Thoughts on an early morning walk

As one ages, one seems to turn increasingly inwards: Catching images from the past that fall like confetti in a random scattering of faces, places, shapes and colors, tastes, smells and sounds. And I wonder about the purpose of it all, about the purpose of my life and the lives of parents, grandparents, siblings, nephews and nieces as images of them float by; lives so full, marked by pain and pleasure, fear and fulfilment, boredom and excitement; lives once so important to them yet gone, seemingly in an instant. Gone like the birds that built their nest in the vine outside our window last spring and gone like their chicks who survived to repeat the cycle. Gone like the squirrels and chipmunks urgently storing food for winter.

And I remember catechism classes taught by my teachers, the Irish Christian Brothers in Pretoria where the Jacarandas bloomed each spring: “Why did God make you?” “God made me to know, love and serve Him in this world and be happy with him forever in the next.” There wasn’t a question in the catechism asking why God made sparrows. So, I don’t know the answer to a question that wasn’t asked. And the Christian Brothers came to South Africa from Ireland in 1897, interlopers, about the same time Jacaranda trees were imported from Brazil.
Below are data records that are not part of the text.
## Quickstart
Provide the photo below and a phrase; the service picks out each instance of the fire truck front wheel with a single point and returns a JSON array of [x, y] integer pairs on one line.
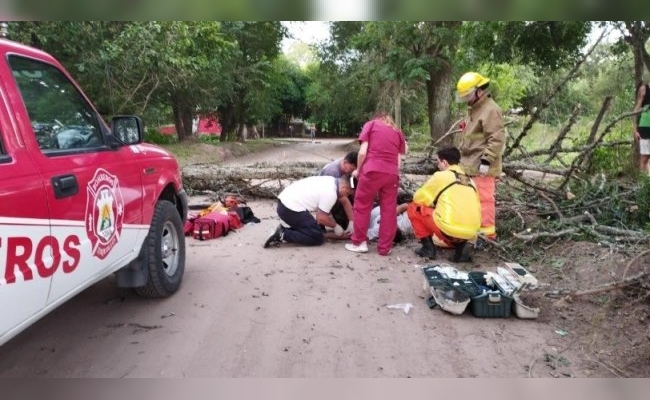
[[163, 252]]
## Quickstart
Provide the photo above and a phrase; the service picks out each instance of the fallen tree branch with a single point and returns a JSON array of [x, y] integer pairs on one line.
[[532, 236]]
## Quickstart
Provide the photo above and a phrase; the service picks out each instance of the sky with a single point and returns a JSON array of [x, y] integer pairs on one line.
[[310, 32]]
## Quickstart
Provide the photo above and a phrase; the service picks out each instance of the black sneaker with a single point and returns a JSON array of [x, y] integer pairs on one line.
[[276, 238]]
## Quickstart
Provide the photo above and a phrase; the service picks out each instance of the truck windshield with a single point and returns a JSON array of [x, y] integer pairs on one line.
[[61, 119]]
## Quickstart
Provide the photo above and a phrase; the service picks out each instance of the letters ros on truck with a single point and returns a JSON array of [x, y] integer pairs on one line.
[[79, 200]]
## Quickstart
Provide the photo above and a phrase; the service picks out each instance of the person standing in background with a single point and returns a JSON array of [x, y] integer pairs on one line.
[[378, 165], [482, 145], [641, 124]]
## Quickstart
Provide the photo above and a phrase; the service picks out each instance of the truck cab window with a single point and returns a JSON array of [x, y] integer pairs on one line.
[[61, 119]]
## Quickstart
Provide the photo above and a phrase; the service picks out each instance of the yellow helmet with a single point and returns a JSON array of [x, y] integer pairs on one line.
[[468, 83]]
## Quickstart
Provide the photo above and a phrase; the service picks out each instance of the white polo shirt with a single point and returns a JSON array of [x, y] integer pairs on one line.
[[311, 194]]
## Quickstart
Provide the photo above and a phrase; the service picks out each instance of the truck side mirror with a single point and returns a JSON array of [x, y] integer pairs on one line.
[[128, 129]]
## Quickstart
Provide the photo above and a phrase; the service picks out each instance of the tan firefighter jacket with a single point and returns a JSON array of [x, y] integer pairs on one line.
[[484, 137]]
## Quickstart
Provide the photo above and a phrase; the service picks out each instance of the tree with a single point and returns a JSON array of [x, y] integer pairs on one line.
[[258, 43], [126, 67], [405, 54], [635, 34]]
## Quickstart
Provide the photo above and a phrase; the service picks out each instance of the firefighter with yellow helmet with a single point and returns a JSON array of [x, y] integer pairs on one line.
[[483, 143]]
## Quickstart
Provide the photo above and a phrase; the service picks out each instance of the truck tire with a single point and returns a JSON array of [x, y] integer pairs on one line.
[[163, 253]]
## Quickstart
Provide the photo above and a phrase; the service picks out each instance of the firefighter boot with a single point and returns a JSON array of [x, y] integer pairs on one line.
[[428, 250]]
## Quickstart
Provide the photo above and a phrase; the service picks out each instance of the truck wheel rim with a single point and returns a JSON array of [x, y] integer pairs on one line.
[[169, 249]]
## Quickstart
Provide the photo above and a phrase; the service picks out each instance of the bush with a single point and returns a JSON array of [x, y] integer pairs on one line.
[[151, 135]]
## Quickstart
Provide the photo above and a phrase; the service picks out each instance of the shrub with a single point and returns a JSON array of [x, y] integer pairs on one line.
[[151, 135]]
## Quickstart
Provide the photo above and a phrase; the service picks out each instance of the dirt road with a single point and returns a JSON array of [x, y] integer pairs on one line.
[[245, 311]]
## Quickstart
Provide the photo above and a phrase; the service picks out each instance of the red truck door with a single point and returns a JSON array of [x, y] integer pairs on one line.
[[94, 192], [27, 249]]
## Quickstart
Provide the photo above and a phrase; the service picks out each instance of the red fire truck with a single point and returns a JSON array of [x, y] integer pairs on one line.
[[79, 200]]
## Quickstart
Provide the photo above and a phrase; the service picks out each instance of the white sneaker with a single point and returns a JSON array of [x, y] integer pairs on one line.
[[361, 248]]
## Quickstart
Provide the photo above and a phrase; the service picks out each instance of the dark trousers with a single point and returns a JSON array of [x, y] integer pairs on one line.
[[303, 228], [338, 213]]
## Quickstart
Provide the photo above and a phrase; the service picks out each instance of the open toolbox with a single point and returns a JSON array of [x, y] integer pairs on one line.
[[449, 288], [487, 294]]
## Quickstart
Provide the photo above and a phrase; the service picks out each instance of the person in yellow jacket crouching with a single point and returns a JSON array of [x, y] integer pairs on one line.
[[447, 206]]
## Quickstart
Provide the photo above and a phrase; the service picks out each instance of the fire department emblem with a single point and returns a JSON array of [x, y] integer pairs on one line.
[[104, 212]]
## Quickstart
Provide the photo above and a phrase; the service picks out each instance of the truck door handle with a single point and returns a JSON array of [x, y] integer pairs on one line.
[[65, 186]]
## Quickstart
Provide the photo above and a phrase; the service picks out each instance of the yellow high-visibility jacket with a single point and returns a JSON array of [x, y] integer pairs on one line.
[[454, 197]]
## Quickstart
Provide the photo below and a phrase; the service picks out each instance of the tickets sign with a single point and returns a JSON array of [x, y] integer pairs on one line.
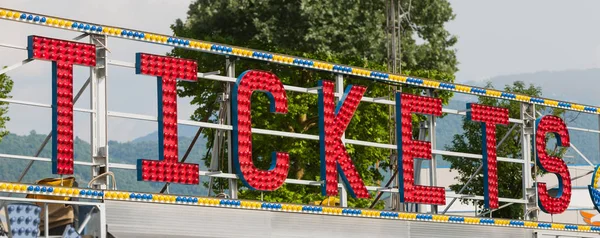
[[334, 118]]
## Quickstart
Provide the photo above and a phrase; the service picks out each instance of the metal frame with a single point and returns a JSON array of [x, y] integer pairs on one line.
[[99, 115]]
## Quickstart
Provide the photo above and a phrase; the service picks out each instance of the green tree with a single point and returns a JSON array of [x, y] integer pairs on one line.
[[346, 32], [5, 87], [509, 174]]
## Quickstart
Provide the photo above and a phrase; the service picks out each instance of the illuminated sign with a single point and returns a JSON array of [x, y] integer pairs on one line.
[[333, 121]]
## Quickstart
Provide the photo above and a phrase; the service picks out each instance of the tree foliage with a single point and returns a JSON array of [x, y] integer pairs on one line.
[[510, 175], [5, 87], [346, 32]]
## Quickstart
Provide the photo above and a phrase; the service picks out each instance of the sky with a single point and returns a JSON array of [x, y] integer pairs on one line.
[[494, 38]]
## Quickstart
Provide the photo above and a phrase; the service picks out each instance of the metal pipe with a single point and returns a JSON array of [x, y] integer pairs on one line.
[[86, 220], [46, 222], [463, 188]]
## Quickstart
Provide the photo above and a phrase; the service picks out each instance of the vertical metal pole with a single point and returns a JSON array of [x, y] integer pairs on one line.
[[230, 67], [339, 89], [102, 213], [98, 103], [433, 165], [527, 114], [46, 222]]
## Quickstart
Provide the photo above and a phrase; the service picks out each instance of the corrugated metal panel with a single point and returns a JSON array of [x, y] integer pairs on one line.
[[133, 219]]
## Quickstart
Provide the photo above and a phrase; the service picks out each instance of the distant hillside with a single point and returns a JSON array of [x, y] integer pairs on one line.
[[578, 86], [127, 152]]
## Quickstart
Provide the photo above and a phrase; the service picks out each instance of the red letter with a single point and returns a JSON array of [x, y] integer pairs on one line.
[[167, 70], [555, 165], [489, 117], [409, 149], [63, 54], [252, 177], [332, 124]]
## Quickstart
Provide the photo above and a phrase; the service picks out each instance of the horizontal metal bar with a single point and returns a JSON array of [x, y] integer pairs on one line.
[[15, 66], [303, 136], [474, 197], [25, 157], [17, 47], [16, 199], [218, 174], [582, 129], [35, 104], [473, 156], [120, 63]]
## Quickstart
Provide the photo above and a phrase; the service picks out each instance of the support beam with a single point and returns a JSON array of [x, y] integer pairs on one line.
[[527, 114], [230, 67], [339, 90]]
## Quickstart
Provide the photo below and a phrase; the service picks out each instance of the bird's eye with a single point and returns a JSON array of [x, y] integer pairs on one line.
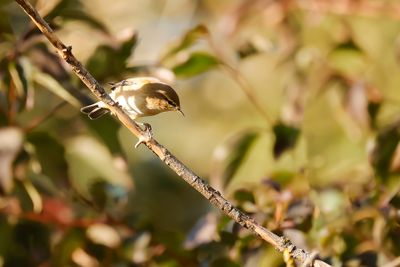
[[171, 103]]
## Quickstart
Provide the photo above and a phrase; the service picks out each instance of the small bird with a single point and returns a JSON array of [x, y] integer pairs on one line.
[[138, 97]]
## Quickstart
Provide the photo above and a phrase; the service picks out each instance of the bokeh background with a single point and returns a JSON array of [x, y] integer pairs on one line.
[[292, 111]]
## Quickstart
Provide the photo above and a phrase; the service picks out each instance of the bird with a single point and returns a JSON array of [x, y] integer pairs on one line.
[[138, 97]]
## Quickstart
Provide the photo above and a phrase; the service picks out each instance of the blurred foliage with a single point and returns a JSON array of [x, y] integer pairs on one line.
[[323, 169]]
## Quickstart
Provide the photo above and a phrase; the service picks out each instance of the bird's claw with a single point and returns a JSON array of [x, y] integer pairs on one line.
[[147, 136]]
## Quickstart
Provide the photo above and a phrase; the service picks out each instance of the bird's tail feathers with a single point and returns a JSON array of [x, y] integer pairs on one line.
[[94, 111]]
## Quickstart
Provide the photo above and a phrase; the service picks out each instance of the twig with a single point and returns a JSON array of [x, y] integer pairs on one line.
[[42, 119], [280, 243]]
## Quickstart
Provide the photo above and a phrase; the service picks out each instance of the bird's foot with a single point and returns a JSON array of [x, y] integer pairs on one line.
[[147, 136]]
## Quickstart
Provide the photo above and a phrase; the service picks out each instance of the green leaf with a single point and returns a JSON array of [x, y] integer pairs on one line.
[[196, 63], [51, 155], [229, 156], [55, 87], [90, 161], [74, 10], [191, 36], [285, 138], [11, 141], [109, 60], [348, 59], [385, 147]]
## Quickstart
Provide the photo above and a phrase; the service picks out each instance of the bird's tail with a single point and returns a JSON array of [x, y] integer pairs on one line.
[[94, 111]]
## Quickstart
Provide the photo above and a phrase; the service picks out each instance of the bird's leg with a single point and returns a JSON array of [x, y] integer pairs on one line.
[[147, 136]]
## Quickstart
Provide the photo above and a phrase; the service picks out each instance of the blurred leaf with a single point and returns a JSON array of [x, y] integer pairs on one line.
[[373, 111], [74, 10], [229, 156], [90, 161], [55, 87], [104, 235], [385, 146], [282, 178], [348, 59], [286, 137], [11, 141], [50, 154], [18, 79], [244, 195], [107, 129], [203, 231], [247, 49], [110, 60], [189, 39], [331, 202], [71, 240], [196, 63], [224, 262]]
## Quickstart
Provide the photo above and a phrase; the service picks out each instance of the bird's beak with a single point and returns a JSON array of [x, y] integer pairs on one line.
[[180, 111]]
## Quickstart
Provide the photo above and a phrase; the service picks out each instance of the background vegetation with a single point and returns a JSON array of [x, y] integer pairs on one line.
[[292, 111]]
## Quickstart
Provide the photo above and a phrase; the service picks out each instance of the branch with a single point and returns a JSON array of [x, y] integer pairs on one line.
[[280, 243]]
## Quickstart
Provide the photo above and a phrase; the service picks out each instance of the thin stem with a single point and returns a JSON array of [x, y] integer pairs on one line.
[[42, 119], [214, 197]]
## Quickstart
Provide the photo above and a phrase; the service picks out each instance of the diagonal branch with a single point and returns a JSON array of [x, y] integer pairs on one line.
[[280, 243]]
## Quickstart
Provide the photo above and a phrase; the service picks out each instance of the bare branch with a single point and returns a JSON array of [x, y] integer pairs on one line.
[[280, 243]]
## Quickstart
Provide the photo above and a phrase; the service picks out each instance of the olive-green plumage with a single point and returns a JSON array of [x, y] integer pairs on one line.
[[139, 97]]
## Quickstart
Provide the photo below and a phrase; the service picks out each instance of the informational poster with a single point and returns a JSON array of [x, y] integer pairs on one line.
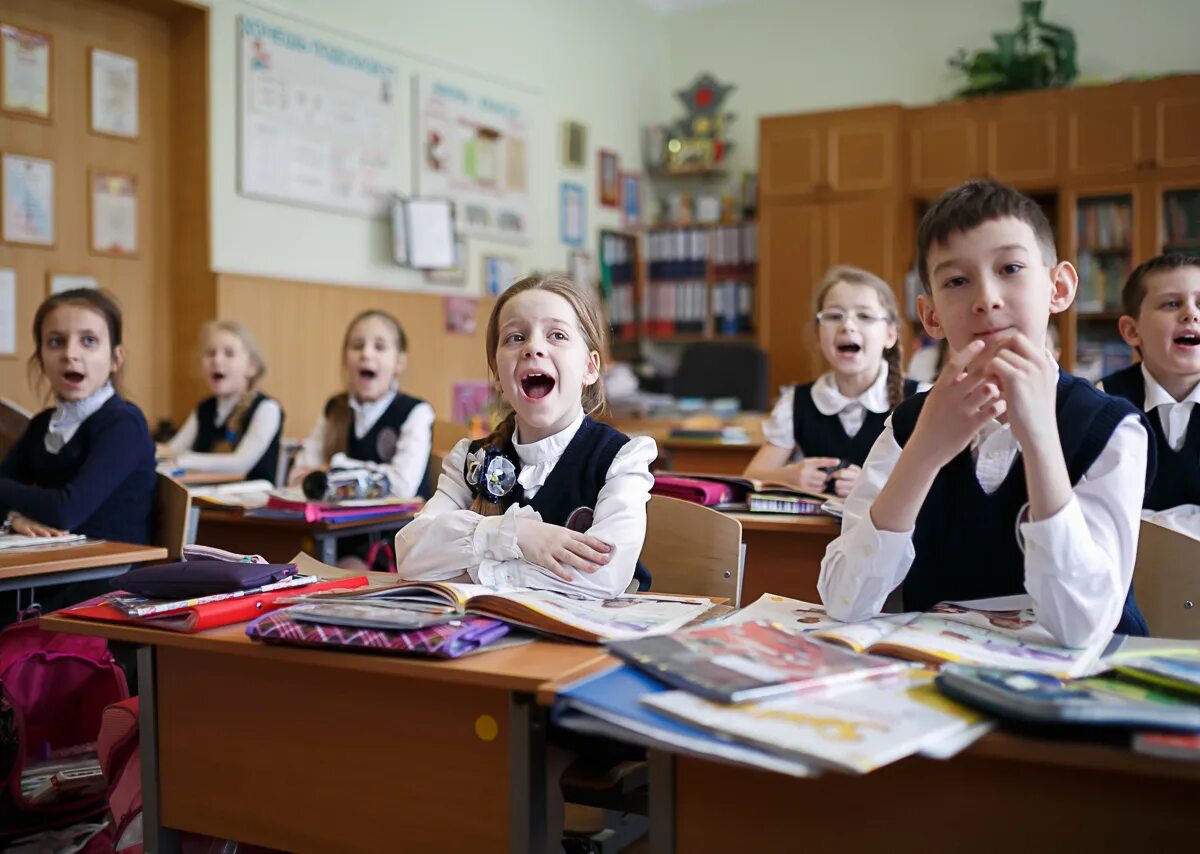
[[318, 121], [472, 146]]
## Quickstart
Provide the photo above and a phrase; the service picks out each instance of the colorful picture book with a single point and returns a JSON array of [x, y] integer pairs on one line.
[[732, 663], [1043, 698], [853, 728], [574, 617]]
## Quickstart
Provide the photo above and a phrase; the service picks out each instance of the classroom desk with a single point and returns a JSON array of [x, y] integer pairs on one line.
[[41, 566], [279, 540], [784, 553], [1005, 794], [317, 751]]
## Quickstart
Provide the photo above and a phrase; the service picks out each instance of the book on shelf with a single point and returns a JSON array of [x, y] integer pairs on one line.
[[1043, 698], [855, 728], [995, 632], [574, 617], [742, 661]]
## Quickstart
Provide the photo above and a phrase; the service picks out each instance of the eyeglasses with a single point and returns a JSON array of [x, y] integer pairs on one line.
[[835, 317]]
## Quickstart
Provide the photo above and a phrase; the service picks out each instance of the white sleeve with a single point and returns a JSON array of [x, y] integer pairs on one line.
[[406, 469], [259, 434], [779, 428], [863, 565], [183, 440], [1079, 561], [619, 519]]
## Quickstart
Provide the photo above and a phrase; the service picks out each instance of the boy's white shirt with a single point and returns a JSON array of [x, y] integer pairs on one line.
[[406, 469], [1078, 563], [447, 539], [259, 434]]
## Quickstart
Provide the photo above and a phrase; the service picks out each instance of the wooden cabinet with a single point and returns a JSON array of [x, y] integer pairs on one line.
[[823, 154]]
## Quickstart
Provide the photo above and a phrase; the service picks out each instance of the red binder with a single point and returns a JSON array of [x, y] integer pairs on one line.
[[213, 614]]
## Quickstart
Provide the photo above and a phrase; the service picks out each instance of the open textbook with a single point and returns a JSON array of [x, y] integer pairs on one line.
[[1001, 632], [852, 728], [577, 618]]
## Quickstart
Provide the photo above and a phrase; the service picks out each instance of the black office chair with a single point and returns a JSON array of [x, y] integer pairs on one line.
[[712, 368]]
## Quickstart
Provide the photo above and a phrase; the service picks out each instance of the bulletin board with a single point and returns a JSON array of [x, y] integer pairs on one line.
[[318, 121], [473, 145]]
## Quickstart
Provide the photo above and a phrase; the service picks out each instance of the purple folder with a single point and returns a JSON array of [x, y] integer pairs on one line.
[[445, 641]]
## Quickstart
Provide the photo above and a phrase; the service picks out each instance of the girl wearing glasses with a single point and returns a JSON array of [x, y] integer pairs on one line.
[[831, 424]]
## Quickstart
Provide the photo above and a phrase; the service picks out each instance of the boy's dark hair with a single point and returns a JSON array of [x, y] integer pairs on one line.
[[972, 204], [1134, 290]]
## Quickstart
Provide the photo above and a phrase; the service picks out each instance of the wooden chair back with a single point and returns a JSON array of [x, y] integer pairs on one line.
[[693, 549]]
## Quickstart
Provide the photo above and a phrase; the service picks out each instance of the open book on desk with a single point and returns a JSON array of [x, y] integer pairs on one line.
[[576, 618], [996, 632]]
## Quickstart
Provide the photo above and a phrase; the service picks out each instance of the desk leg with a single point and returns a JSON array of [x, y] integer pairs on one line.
[[157, 840], [528, 776], [661, 801]]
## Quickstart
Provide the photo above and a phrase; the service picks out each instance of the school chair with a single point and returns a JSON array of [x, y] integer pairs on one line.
[[1167, 582], [693, 549], [13, 420], [174, 518], [714, 368]]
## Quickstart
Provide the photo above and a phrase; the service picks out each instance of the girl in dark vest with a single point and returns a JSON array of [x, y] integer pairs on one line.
[[373, 425], [833, 422], [552, 498], [235, 431]]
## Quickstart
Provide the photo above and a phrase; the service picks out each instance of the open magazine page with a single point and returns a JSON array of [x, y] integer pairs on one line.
[[593, 619], [995, 638], [856, 728]]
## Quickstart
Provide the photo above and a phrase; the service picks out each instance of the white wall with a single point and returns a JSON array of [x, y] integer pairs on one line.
[[600, 62], [799, 55]]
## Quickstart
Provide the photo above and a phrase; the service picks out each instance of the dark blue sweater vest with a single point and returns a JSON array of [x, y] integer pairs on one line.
[[1177, 479], [100, 483], [208, 433], [822, 435], [379, 443], [966, 540]]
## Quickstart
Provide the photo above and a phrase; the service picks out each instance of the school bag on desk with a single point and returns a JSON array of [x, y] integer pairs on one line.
[[53, 691]]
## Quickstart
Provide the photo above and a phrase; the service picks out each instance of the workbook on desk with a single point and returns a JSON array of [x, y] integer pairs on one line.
[[997, 632], [573, 617]]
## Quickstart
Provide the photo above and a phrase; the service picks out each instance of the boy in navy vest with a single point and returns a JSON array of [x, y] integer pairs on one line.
[[1162, 322], [1008, 476]]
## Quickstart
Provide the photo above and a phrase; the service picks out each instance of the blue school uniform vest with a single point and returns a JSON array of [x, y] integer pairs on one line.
[[966, 541], [378, 444], [822, 435], [1177, 479], [208, 433], [569, 495]]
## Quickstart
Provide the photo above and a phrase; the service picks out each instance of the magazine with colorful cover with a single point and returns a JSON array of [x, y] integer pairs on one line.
[[733, 663], [853, 728]]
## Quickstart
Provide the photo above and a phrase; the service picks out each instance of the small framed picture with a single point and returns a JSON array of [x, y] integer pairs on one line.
[[113, 214], [630, 199], [27, 72], [573, 214], [114, 95], [575, 144], [609, 174], [28, 191]]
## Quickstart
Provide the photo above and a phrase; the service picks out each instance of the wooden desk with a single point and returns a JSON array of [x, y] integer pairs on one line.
[[43, 565], [1002, 794], [279, 540], [317, 751], [784, 553]]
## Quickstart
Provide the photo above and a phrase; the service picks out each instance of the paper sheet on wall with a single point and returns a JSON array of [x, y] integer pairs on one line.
[[318, 122]]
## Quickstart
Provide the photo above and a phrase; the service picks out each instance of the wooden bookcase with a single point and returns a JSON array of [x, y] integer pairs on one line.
[[1116, 167]]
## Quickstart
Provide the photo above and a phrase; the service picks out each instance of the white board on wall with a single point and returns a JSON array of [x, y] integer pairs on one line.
[[473, 145], [318, 122]]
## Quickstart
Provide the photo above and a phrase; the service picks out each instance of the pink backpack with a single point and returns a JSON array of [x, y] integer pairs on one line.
[[53, 691]]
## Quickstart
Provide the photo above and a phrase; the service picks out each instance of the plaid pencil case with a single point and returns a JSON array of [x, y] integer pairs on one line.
[[445, 641]]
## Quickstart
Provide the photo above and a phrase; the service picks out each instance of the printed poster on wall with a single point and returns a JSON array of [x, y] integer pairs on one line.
[[317, 121], [473, 148]]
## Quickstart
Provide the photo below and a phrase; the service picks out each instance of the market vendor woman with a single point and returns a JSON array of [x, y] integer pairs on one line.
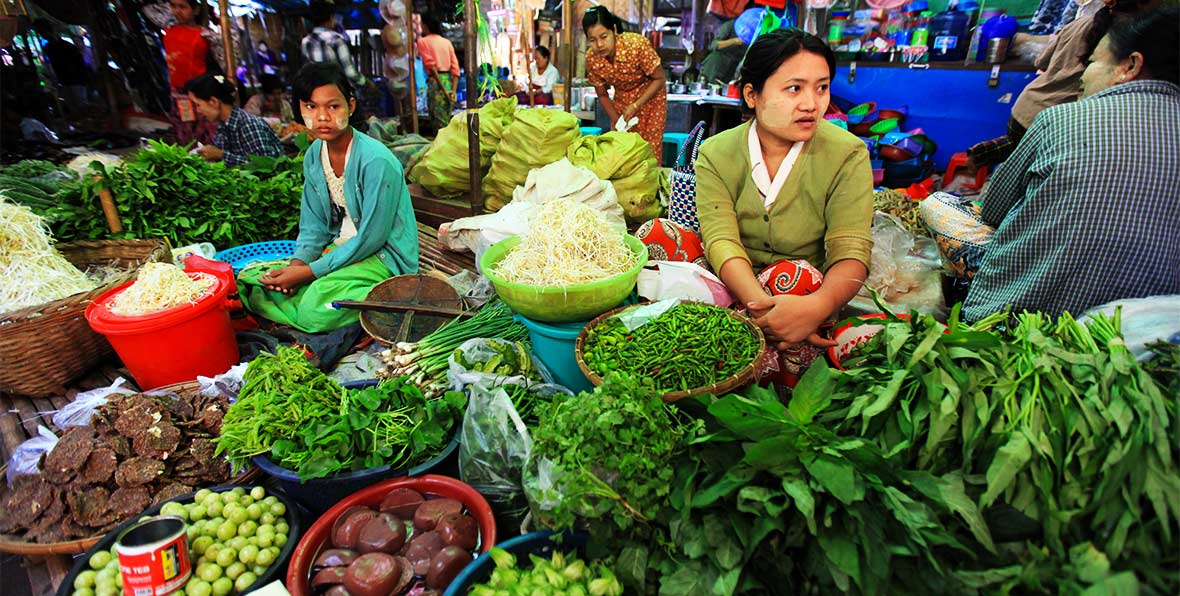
[[240, 135], [356, 223], [781, 198], [629, 64]]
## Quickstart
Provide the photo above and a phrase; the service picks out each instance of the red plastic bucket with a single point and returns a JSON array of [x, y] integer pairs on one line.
[[175, 345]]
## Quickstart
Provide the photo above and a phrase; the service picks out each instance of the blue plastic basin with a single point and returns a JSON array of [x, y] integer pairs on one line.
[[536, 543], [554, 346], [321, 493]]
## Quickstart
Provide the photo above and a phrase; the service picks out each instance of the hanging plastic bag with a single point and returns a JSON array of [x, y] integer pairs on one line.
[[79, 411], [26, 458], [493, 447], [661, 280]]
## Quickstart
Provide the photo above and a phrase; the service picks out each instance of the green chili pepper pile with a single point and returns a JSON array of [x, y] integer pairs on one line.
[[307, 423], [689, 346]]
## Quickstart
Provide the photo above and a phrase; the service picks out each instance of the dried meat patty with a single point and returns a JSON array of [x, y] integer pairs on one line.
[[138, 471], [91, 506], [170, 491], [157, 441], [129, 502], [69, 454], [99, 466], [28, 499]]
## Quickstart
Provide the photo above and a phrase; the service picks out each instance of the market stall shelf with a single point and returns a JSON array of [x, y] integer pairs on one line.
[[44, 347]]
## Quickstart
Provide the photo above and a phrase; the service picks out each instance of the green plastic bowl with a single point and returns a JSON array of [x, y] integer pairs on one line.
[[562, 303]]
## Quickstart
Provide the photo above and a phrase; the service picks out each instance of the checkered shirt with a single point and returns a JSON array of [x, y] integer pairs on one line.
[[244, 136], [1087, 209], [323, 45]]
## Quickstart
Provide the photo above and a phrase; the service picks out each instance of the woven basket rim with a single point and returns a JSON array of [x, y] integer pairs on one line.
[[14, 545], [33, 312], [723, 386]]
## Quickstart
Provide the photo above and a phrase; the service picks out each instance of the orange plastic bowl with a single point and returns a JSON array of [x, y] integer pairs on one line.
[[316, 537]]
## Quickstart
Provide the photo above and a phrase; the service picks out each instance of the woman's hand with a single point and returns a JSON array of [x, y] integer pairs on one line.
[[288, 279], [791, 320], [211, 154]]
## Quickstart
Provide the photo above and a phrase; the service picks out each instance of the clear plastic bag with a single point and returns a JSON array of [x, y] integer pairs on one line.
[[227, 384], [79, 411], [26, 458], [905, 270], [492, 362], [493, 445], [1145, 321]]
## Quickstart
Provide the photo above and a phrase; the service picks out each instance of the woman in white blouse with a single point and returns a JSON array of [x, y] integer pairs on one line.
[[543, 83]]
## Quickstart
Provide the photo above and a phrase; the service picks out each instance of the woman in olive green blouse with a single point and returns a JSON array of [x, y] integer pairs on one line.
[[788, 195]]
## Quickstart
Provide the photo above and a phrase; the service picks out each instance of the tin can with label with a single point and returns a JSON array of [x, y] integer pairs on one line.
[[153, 556]]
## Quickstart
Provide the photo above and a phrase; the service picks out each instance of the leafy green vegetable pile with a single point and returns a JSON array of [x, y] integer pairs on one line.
[[305, 421], [604, 456], [688, 347], [950, 459], [559, 574], [168, 192], [1165, 366]]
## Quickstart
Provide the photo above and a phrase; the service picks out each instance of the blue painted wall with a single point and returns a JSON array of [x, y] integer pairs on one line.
[[956, 107]]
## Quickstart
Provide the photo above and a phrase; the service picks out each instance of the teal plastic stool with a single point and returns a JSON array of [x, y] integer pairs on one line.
[[670, 149]]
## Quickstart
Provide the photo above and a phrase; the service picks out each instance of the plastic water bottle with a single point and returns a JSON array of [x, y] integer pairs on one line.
[[949, 30], [1000, 28]]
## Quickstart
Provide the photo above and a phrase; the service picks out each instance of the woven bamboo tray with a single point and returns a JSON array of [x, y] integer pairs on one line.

Interlopers. And the bees still buzz among the Jacaranda blossoms and the school is now coeducational and multi-racial, and the Christian Brothers have gone, and my grandfather who once was a Christian Brother died seventy-eight years ago. And the question remains: “To what end? For what purpose? And does any of this matter; not in the abstract, but to MY wife, to MY children, or to anyone? And should I apologize for using the possessive MY? Is anything MINE? I remember my Irish grandfather, though I scarcely knew him. Those who knew him well – his wife the tennis-playing homemaker, his father the farmer, his mother whose place was in the kitchen, his sons, a lawyer and a doctor, his brother, the well-known cleric who sent him shamrock from Ireland each March– all have died, while I remain the last embodiment of a memory that is all that is left of him. When I die, all memory will be gone as if he never existed. And the bees whose habitat is at risk will still buzz among the Jacaranda blossoms in Pretoria for a while to come. Which will be the first to end, the sound or the memory? Does it matter?

Does it matter? This, perhaps, is the most important question. And, as my early morning walk ends, it is a comfort to suddenly realize that the answer doesn’t matter.